Lyric discussion by tcthomas4 

Cover art for Five Steps lyrics by Davenports, The

This is an extremely powerful song. It has personal meaning to me, and I speak from personal experience, so I may be biased. But... This song is about the 5 steps of grief, and about drugs, though neither is really the subject matter. It was well placed on South Parks Intervention episode.

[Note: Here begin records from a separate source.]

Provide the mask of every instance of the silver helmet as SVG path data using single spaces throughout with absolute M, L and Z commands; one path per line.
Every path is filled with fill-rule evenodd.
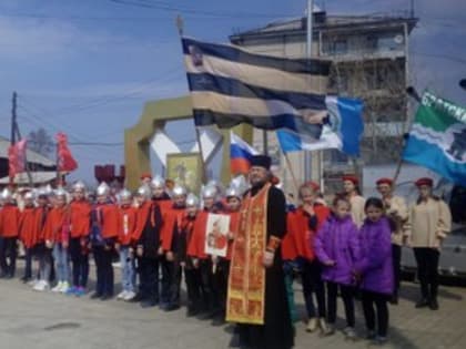
M 54 194 L 55 196 L 64 196 L 64 197 L 67 197 L 67 195 L 68 195 L 67 191 L 65 191 L 65 189 L 63 189 L 63 187 L 58 187 L 58 188 L 53 192 L 53 194 Z
M 73 188 L 73 192 L 78 192 L 78 191 L 85 192 L 85 184 L 82 181 L 77 181 L 74 182 L 72 188 Z
M 49 196 L 50 192 L 47 189 L 47 187 L 42 186 L 42 187 L 40 187 L 39 189 L 36 191 L 36 195 L 38 197 Z
M 219 189 L 215 186 L 206 185 L 202 188 L 202 198 L 216 198 Z
M 1 192 L 1 199 L 2 201 L 4 201 L 4 202 L 9 202 L 9 201 L 11 201 L 12 199 L 12 194 L 11 194 L 11 192 L 10 192 L 10 189 L 9 188 L 4 188 L 2 192 Z
M 188 194 L 188 197 L 186 197 L 186 206 L 195 206 L 195 207 L 197 207 L 199 206 L 199 198 L 197 198 L 197 196 L 195 196 L 194 194 Z
M 165 179 L 162 176 L 156 175 L 152 178 L 151 186 L 152 186 L 153 189 L 164 188 L 165 187 Z
M 24 199 L 31 199 L 31 201 L 33 201 L 34 197 L 36 197 L 36 195 L 31 191 L 30 192 L 26 192 L 26 194 L 23 196 Z
M 180 184 L 175 184 L 175 186 L 172 189 L 172 195 L 173 196 L 182 196 L 182 195 L 186 195 L 188 191 L 184 186 L 180 185 Z
M 141 185 L 136 191 L 136 195 L 149 198 L 151 196 L 151 188 L 149 185 Z
M 120 201 L 122 201 L 122 199 L 131 199 L 132 194 L 131 194 L 131 192 L 129 189 L 123 188 L 118 194 L 118 197 L 119 197 Z
M 105 182 L 102 182 L 99 186 L 98 186 L 98 188 L 97 188 L 97 195 L 98 196 L 107 196 L 107 195 L 109 195 L 110 194 L 110 186 L 105 183 Z

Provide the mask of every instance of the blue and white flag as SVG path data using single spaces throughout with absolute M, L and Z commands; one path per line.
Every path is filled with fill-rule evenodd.
M 359 100 L 326 96 L 328 117 L 325 119 L 318 140 L 305 134 L 278 130 L 283 152 L 337 148 L 352 156 L 359 155 L 359 141 L 364 132 L 363 103 Z
M 318 140 L 327 116 L 330 61 L 290 60 L 183 38 L 197 126 L 249 123 Z

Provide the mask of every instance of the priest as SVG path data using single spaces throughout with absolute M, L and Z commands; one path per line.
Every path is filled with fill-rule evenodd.
M 251 161 L 233 243 L 226 320 L 237 324 L 240 345 L 256 349 L 293 347 L 281 242 L 286 230 L 285 196 L 272 185 L 271 158 Z

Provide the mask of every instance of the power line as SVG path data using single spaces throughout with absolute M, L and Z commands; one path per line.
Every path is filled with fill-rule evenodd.
M 81 111 L 89 110 L 89 109 L 92 109 L 92 107 L 98 107 L 98 106 L 110 104 L 112 102 L 120 102 L 121 100 L 125 100 L 125 99 L 136 96 L 138 94 L 141 94 L 144 91 L 146 91 L 154 83 L 160 84 L 162 82 L 166 83 L 166 82 L 171 81 L 171 79 L 173 76 L 173 73 L 175 73 L 180 70 L 180 68 L 178 65 L 179 64 L 169 69 L 168 71 L 165 70 L 159 76 L 154 76 L 154 78 L 151 78 L 151 79 L 142 82 L 135 89 L 123 92 L 123 94 L 114 95 L 114 96 L 97 97 L 97 99 L 91 100 L 89 102 L 71 104 L 71 105 L 68 105 L 68 106 L 64 106 L 64 107 L 59 107 L 59 109 L 55 109 L 55 110 L 51 110 L 51 112 L 53 114 L 60 113 L 60 115 L 54 115 L 54 116 L 58 116 L 58 117 L 67 116 L 67 115 L 70 114 L 70 112 L 77 113 L 77 112 L 81 112 Z M 168 78 L 170 78 L 170 79 L 168 79 Z M 50 114 L 50 111 L 48 111 L 48 113 Z
M 123 4 L 123 6 L 131 6 L 144 9 L 154 9 L 154 10 L 162 10 L 168 12 L 179 12 L 179 13 L 190 13 L 196 14 L 202 17 L 210 17 L 210 18 L 231 18 L 231 19 L 239 19 L 239 18 L 283 18 L 284 13 L 276 13 L 276 14 L 264 14 L 264 13 L 253 13 L 253 12 L 222 12 L 222 11 L 204 11 L 204 10 L 196 10 L 193 8 L 186 7 L 176 7 L 171 3 L 164 1 L 150 1 L 150 2 L 136 2 L 131 0 L 110 0 L 111 2 Z
M 414 53 L 416 55 L 429 57 L 429 58 L 434 58 L 434 59 L 447 60 L 447 61 L 452 61 L 452 62 L 456 62 L 456 63 L 460 63 L 460 64 L 466 64 L 465 59 L 460 59 L 460 58 L 454 57 L 454 55 L 440 54 L 440 53 L 427 53 L 427 52 L 418 52 L 418 51 L 412 51 L 412 53 Z

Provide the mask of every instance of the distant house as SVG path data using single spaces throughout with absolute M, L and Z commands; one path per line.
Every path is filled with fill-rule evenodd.
M 411 114 L 405 89 L 411 80 L 409 34 L 417 19 L 412 13 L 334 16 L 320 10 L 314 10 L 313 18 L 313 55 L 333 62 L 327 92 L 361 97 L 365 103 L 359 164 L 396 163 Z M 256 53 L 304 58 L 306 31 L 306 18 L 295 18 L 234 33 L 230 41 Z M 262 148 L 261 141 L 262 134 L 255 132 L 257 148 Z M 273 133 L 269 150 L 283 164 Z M 302 156 L 293 158 L 300 181 L 303 164 Z M 324 152 L 327 184 L 335 173 L 348 171 L 354 171 L 353 164 L 344 154 Z M 286 173 L 284 177 L 290 182 Z
M 8 184 L 8 147 L 10 140 L 0 136 L 0 185 Z M 28 161 L 28 168 L 31 172 L 32 182 L 34 184 L 43 184 L 52 181 L 55 177 L 57 164 L 54 161 L 43 156 L 31 150 L 26 153 Z M 26 174 L 20 174 L 16 178 L 18 184 L 27 184 L 29 178 Z

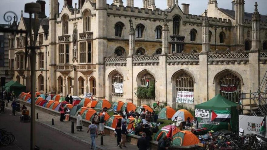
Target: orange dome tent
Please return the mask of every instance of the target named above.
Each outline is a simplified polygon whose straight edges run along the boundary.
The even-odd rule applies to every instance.
[[[169,119],[175,113],[175,110],[170,106],[166,106],[161,109],[157,113],[159,119]]]
[[[42,97],[39,97],[36,99],[36,100],[35,101],[35,104],[38,104],[39,102],[41,102],[42,101],[43,101],[44,100],[44,99]]]
[[[54,100],[55,102],[59,102],[59,99],[60,99],[61,97],[61,96],[60,95],[58,94],[56,95],[52,98],[52,100]]]
[[[87,120],[90,120],[92,116],[94,115],[96,111],[93,108],[87,108],[82,114],[81,113],[82,118]]]
[[[180,109],[175,112],[175,114],[172,116],[171,120],[173,121],[175,118],[176,117],[180,117],[183,119],[183,121],[186,121],[187,118],[190,118],[190,120],[192,121],[194,119],[193,115],[191,114],[188,111],[185,109]]]
[[[141,106],[138,107],[136,109],[136,111],[138,112],[138,113],[139,114],[140,114],[140,113],[141,113],[140,110],[141,109],[141,108],[145,108],[145,109],[146,111],[147,110],[148,110],[148,111],[150,112],[153,112],[153,109],[152,109],[152,108],[151,108],[151,107],[149,107],[149,106],[148,106],[147,105],[141,105]]]
[[[131,102],[127,102],[124,103],[123,105],[120,108],[120,110],[123,112],[125,111],[125,108],[127,107],[127,111],[129,112],[131,112],[132,110],[134,111],[134,112],[135,111],[135,109],[136,109],[136,106],[134,105],[133,103]]]
[[[114,128],[116,128],[116,126],[117,125],[117,123],[119,121],[119,118],[122,119],[122,117],[120,115],[113,115],[106,122],[105,125]]]
[[[94,108],[96,109],[102,109],[105,107],[109,109],[111,106],[110,102],[106,99],[103,99],[99,101],[96,105]]]
[[[51,105],[51,104],[52,104],[55,101],[53,100],[49,100],[48,101],[48,102],[46,102],[46,104],[45,107],[47,108],[49,108],[50,107],[50,105]]]
[[[96,107],[96,105],[97,103],[97,101],[92,101],[87,104],[86,107],[90,108],[93,108]]]

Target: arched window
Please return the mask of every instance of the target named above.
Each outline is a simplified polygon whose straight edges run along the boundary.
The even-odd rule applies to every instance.
[[[211,36],[212,35],[212,32],[210,31],[209,35],[209,41],[210,43],[211,42]]]
[[[225,33],[223,32],[221,32],[219,35],[220,38],[220,43],[224,43],[225,40]]]
[[[63,92],[63,79],[61,76],[59,76],[58,79],[58,94]]]
[[[136,51],[136,55],[137,55],[139,53],[141,55],[145,55],[145,52],[146,51],[143,48],[140,48]]]
[[[142,38],[143,37],[143,31],[144,28],[145,27],[142,24],[139,24],[136,26],[135,36],[137,38]]]
[[[197,30],[195,29],[193,29],[190,32],[190,41],[194,41],[196,40],[196,37],[197,35]]]
[[[161,39],[161,29],[162,27],[161,26],[158,26],[156,28],[156,39]]]
[[[96,95],[96,79],[93,77],[91,77],[89,80],[90,82],[90,92],[91,92],[93,95]]]
[[[111,78],[110,79],[111,80],[111,96],[116,97],[123,97],[123,91],[122,93],[120,92],[117,92],[117,91],[115,91],[115,88],[114,86],[115,82],[123,84],[123,77],[122,75],[118,72],[114,72],[111,76]]]
[[[38,90],[39,91],[44,91],[44,77],[40,75],[38,77]]]
[[[65,15],[62,18],[62,35],[68,34],[69,30],[69,17]]]
[[[240,79],[235,74],[227,71],[222,73],[217,78],[217,91],[222,96],[229,100],[238,102],[238,93],[241,91],[241,82]],[[221,90],[221,88],[226,85],[232,87],[232,89]],[[235,88],[236,90],[234,89]]]
[[[161,54],[162,52],[162,50],[161,48],[159,48],[156,51],[156,54],[157,55],[160,55]]]
[[[67,79],[68,82],[68,94],[71,94],[71,87],[72,86],[72,80],[70,76],[68,77]]]
[[[17,78],[17,82],[19,83],[20,82],[20,77],[19,75],[17,75],[16,78]]]
[[[249,51],[251,49],[251,41],[249,39],[245,41],[245,50]]]
[[[90,24],[91,13],[88,10],[86,10],[83,13],[83,30],[85,32],[89,31],[90,30]]]
[[[80,77],[78,81],[79,82],[79,95],[80,95],[84,93],[84,79],[82,77]]]
[[[173,32],[174,35],[179,35],[180,27],[180,18],[176,16],[173,18]]]
[[[124,53],[125,51],[124,48],[122,47],[119,47],[117,48],[115,50],[115,54],[118,56],[120,56]]]
[[[122,37],[123,35],[123,28],[124,25],[120,22],[118,22],[115,25],[115,36]]]
[[[263,42],[262,49],[263,50],[267,50],[267,41],[265,41]]]

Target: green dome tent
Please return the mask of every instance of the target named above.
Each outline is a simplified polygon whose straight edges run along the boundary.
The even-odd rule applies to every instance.
[[[15,94],[16,95],[19,95],[22,92],[26,92],[26,86],[13,80],[11,80],[6,83],[5,86],[7,92],[14,91]]]
[[[208,128],[208,131],[212,130],[215,132],[221,129],[228,129],[228,122],[211,121],[212,111],[219,116],[223,116],[222,114],[230,114],[230,124],[232,131],[238,131],[238,112],[237,107],[239,105],[238,104],[232,102],[220,95],[218,94],[208,101],[195,106],[195,111],[196,109],[209,110],[209,118],[199,118],[197,116],[195,117],[198,117],[199,123],[202,124],[202,127]]]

"Veins swell" - He is a drug addict. "You know me, Ellen, enough to tell" - Assuming Ellen is his girlfriend, and she knows of his addiction. She does not approve and can tell when he is high. "Five steps and you're over." - His way of saying I would rather go through the grief of losing you than quit drugs. "Quick cut, Make your move, deliberate" - She makes an ultimatum, quit drugs or I'm leaving you. "No reprimand Deliberate, demand" - No further words or arguing, she is going to leave him now. "With your two feet at hand" - His response, You have two feet, get up and leave. "Get back This train's a comin' down the track" - And now he is going to get high.

Five steps you're over - Very powerful line. I will get over you in 5 easy steps. Much easier than quitting drugs.

tcthomas4 - I think you've hit the meaning dead on. Thanks for some great insight into this song.

Uh no, your not hitting the meaning dead on. First of all the first line is not Ellen, the first line is "Veins swell, you know me well enough to tell". So before you take a beautiful inspirational song and turn it into a song about a guy choosing drugs over a female learn the words!!

You are wrong Laura. "The correct lyric IS "you know me, Ellen..." Thanks for listening. (Scott from The Davenports)" So before you go off on somebody for their opinion, why not learn the real lyrics and not the wrong lyrics posted on some site on the Internet?